La Suisse et la Grande- Bretagne ont conclu mercredi un accord qui permettra à Londres de taxer les comptes détenus en secret par des citoyens britanniques dans la Confédération.

Selon les termes de cet accord, annoncé par le ministère suisse des Finances, les personnes domiciliées en Grande-Bretagne devront d'acquitter d'un impôt forfaitaire représentant entre 19% et 34% du capital placé dans les banques suisses.

S'ils veulent échapper à cet impôt, les détenteurs de comptes concernés devront en dévoiler l'existence aux autorités fiscales britanniques.

L'accord, qui pourrait entrer en vigueur début 2013, prévoit en outre un impôt libératoire qui frappera les bénéfices futurs, sur capitaux et rendements de capitaux. Compris entre 27% et 48%, ils restent inférieurs aux retenues semblables pratiquées en Grande-Bretagne, souligne le ministère suisse des Finances.
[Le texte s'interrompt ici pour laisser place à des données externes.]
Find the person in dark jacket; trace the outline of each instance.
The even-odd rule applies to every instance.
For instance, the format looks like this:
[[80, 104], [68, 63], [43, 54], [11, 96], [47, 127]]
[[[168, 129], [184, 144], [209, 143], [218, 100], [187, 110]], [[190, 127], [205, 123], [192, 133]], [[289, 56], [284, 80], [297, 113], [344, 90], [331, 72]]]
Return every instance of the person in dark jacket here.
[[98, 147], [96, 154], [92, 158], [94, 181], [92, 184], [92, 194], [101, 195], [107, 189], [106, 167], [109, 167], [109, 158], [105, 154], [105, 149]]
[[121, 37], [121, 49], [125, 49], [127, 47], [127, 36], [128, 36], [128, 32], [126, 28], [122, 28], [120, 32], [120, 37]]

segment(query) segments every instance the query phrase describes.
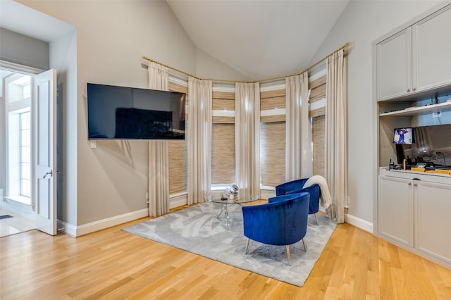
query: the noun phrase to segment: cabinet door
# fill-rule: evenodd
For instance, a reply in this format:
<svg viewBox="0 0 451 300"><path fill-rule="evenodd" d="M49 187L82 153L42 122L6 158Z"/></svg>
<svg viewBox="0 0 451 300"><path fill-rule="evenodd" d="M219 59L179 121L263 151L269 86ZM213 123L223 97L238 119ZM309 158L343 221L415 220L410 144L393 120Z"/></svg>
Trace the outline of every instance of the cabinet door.
<svg viewBox="0 0 451 300"><path fill-rule="evenodd" d="M413 87L417 91L451 83L451 5L412 26Z"/></svg>
<svg viewBox="0 0 451 300"><path fill-rule="evenodd" d="M378 99L404 96L412 86L412 30L398 32L376 45Z"/></svg>
<svg viewBox="0 0 451 300"><path fill-rule="evenodd" d="M451 263L451 185L418 183L415 247Z"/></svg>
<svg viewBox="0 0 451 300"><path fill-rule="evenodd" d="M412 182L379 177L378 232L394 241L414 246Z"/></svg>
Les banques helvétiques devront en outre verser par anticipation 500 millions de francs suisses (435 millions d'euros) au Trésor britannique.

Le texte doit encore être adopté par les Parlements des deux pays.

Le chancelier de l'échiquier britannique George Osborne, qui a dit vouloir réduire de 10% sur le déficit du pays sur quatre ans, a notamment promis de lutter contre l'évasion fiscale.

"Nous seront aussi durs avec les riches qui pratiquent l'évasion fiscale qu'avec ceux qui trichent avec les prestations sociales", a-t-il assuré dans un communiqué.

Cet accord est comparable à celui conclu il y a deux semaines entre la Suisse et l'Allemagne.

Selon une source du ministère français du Budget, la France a de son côté refusé une proposition semblable faite par la suite.

Certains fiscalistes doutent toutefois de l'efficacité d'accord conclu entre Londres et Berne.

Selon Ronnie Ludwig, employé du cabinet de consultants Saffery Champness, la Grande-Bretagne aurait pu exiger des taux plus élevés pour l'impôt forfaitaire visant les comptes non déclarés.

Chris Oates, d'Ernst & Young, estime que cet accord pourrait en outre inciter les évadés fiscaux britanniques à franchir la frontière suisse et placer leurs fonds au Liechtenstein.

L'accord conclu entre la principauté et Londres est en effet plus souple que celui annoncé mercredi.